HED:Census officials: Local efforts needed for accurate count

CATEGORY: USA Federal Government


HED:Census officials: Local efforts needed for accurate count

By Marty Russell

Daily Journal

Census officials met Monday morning with representatives from Lee County municipalities urging them to establish local committees to ensure an accurate count in the year 2000.

“It may seem like a long way away but it’s right around the corner,” Robert Jamison, government partnership specialist for the Bureau of the Census, told the gathering of mayors, aldermen and administrators sponsored by the Tupelo/Lee County Emergency Management Agency.

It is estimated that between 54,000 and 98,000 Mississippians were unaccounted for in the 1990 census. Officials want to correct that in 2000 because those figures will be used to determine a wide variety of government spending based on population as well as legislative districting.

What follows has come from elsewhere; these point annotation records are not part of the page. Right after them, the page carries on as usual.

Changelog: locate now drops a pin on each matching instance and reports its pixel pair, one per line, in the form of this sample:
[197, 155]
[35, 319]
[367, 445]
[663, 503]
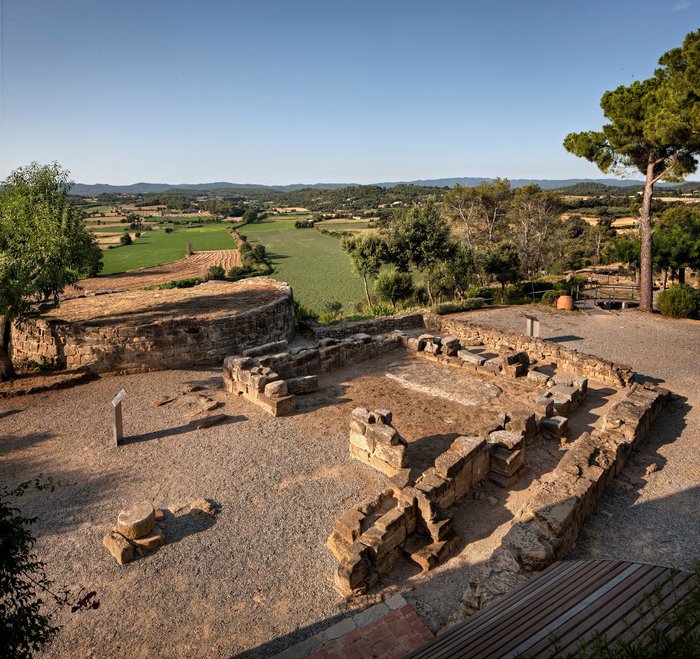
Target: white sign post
[118, 427]
[533, 326]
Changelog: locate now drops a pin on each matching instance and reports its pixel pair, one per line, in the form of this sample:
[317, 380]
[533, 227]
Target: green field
[158, 248]
[314, 265]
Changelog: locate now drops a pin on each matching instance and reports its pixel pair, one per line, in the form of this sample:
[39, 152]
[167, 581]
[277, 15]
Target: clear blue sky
[295, 91]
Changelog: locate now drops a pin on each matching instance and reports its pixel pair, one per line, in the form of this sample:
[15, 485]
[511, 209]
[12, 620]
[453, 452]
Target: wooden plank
[600, 613]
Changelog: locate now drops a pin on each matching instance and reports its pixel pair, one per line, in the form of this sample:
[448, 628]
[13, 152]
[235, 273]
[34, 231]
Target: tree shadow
[178, 430]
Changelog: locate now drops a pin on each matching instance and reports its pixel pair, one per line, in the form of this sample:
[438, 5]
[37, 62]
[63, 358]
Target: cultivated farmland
[158, 247]
[314, 265]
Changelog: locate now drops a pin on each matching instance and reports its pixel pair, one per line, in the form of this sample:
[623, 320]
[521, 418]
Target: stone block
[119, 547]
[384, 416]
[276, 389]
[470, 357]
[137, 521]
[507, 439]
[449, 464]
[383, 434]
[348, 525]
[361, 441]
[394, 456]
[363, 414]
[303, 385]
[538, 377]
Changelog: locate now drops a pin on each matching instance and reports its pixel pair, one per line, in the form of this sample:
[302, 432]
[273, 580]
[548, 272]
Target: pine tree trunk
[646, 278]
[7, 370]
[369, 300]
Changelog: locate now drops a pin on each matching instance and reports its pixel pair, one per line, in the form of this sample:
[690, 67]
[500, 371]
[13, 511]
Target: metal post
[118, 427]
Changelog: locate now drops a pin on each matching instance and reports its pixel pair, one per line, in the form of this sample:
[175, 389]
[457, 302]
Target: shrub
[455, 307]
[394, 287]
[380, 309]
[332, 309]
[679, 301]
[215, 272]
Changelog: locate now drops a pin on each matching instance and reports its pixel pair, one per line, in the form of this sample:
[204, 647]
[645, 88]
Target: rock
[202, 508]
[276, 389]
[151, 541]
[119, 547]
[137, 521]
[206, 421]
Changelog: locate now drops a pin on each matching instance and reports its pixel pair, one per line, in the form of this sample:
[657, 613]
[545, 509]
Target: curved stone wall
[152, 330]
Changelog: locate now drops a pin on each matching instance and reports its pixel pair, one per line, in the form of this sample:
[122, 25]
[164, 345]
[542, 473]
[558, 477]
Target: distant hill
[91, 190]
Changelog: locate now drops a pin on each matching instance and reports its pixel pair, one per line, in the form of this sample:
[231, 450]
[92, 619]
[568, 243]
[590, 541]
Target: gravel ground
[649, 518]
[256, 578]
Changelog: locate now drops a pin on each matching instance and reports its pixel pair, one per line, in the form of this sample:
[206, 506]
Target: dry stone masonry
[134, 331]
[272, 381]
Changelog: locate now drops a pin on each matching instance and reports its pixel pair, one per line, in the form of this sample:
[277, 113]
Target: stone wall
[175, 342]
[538, 349]
[546, 528]
[272, 381]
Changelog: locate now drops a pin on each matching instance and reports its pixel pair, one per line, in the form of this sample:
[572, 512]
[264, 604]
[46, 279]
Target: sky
[306, 91]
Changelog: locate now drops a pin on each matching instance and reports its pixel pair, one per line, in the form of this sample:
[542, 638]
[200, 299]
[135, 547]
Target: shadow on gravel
[178, 430]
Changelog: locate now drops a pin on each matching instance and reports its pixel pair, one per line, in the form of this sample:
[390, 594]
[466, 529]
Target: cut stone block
[303, 385]
[470, 357]
[276, 389]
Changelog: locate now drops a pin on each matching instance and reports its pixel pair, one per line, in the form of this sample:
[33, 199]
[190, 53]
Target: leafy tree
[250, 216]
[420, 236]
[44, 245]
[677, 240]
[654, 128]
[394, 286]
[502, 262]
[534, 216]
[366, 254]
[478, 212]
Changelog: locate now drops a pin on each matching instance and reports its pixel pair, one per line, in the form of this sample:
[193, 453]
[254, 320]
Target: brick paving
[393, 636]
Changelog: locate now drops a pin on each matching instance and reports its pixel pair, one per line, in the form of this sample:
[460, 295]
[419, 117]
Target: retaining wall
[175, 342]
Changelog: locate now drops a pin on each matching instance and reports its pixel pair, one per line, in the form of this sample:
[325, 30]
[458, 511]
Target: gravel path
[651, 518]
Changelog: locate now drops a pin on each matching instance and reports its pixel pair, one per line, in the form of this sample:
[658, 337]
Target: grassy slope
[314, 265]
[158, 247]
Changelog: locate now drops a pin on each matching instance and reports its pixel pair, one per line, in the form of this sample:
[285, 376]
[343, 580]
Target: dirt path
[644, 517]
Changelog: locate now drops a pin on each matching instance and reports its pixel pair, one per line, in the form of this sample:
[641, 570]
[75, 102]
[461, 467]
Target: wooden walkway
[569, 602]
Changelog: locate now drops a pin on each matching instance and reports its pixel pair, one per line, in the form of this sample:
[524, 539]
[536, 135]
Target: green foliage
[44, 244]
[215, 272]
[381, 309]
[394, 287]
[419, 236]
[679, 301]
[468, 304]
[25, 627]
[303, 314]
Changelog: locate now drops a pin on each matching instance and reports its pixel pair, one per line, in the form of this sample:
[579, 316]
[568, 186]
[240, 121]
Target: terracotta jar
[565, 302]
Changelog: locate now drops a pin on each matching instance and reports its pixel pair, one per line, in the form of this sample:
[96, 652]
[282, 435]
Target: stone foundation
[154, 330]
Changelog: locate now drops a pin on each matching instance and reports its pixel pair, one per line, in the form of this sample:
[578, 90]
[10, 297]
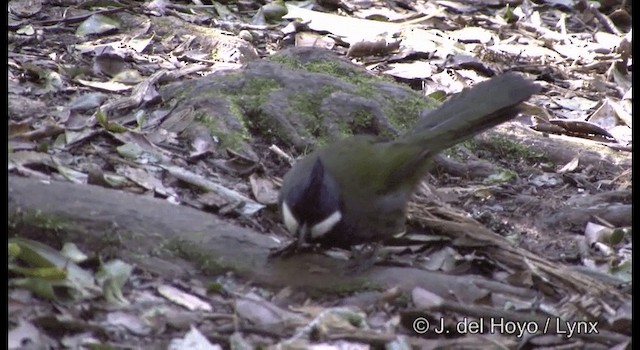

Local government officials were urged to establish what the census bureau is calling Complete Count Committees made up of a broad spectrum of local residents to ensure a grassroots effort. Jamison said that could be accomplished through constant reminders at work, school and in churches about the importance of completing and returning census forms in 2000.

“I’m a pastor and every fourth Sunday we’re placing in the bulletin something about the census,” said Jamison.

Currently, in the Northeast Mississippi area, census workers are going door to door in counties updating names and addresses for all living quarters and looking for new residences or those that may have been missed in 1990.

“We’re not out there to be nosy,” said Donna Bullock, field operations supervisor for 13 counties in the area. “All the information we’re getting now is names and exact mailing addresses. That’s how we’re going to get them a census form.”

All of the information is confidential and Sue Sautermeister, state director of the census, said any information obtained cannot be used against a person to lower or deny them benefits or prosecute them.

“We’ve got to get rid of the problem of, ‘Oh my God, you’re going to turn me in!,'” Sautermeister said, particularly among migrant workers. “We’re not here to turn you in. We can’t share the information with immigration or the courts.”

More workers are needed in Northeast Mississippi to update addresses in advance of the census. Applicants must be 18 or older or 16 with a high school diploma or GED with their own transportation and must complete a 30-minute written exam.

The exams are given each Friday at 9 a.m. and 1:30 p.m. at the Tupelo Job Service office but additional testing times and places may be arranged by calling 844-1544.

The address updating pays $7 per hour in the Tupelo area and travel is reimbursed at 31 cents per mile.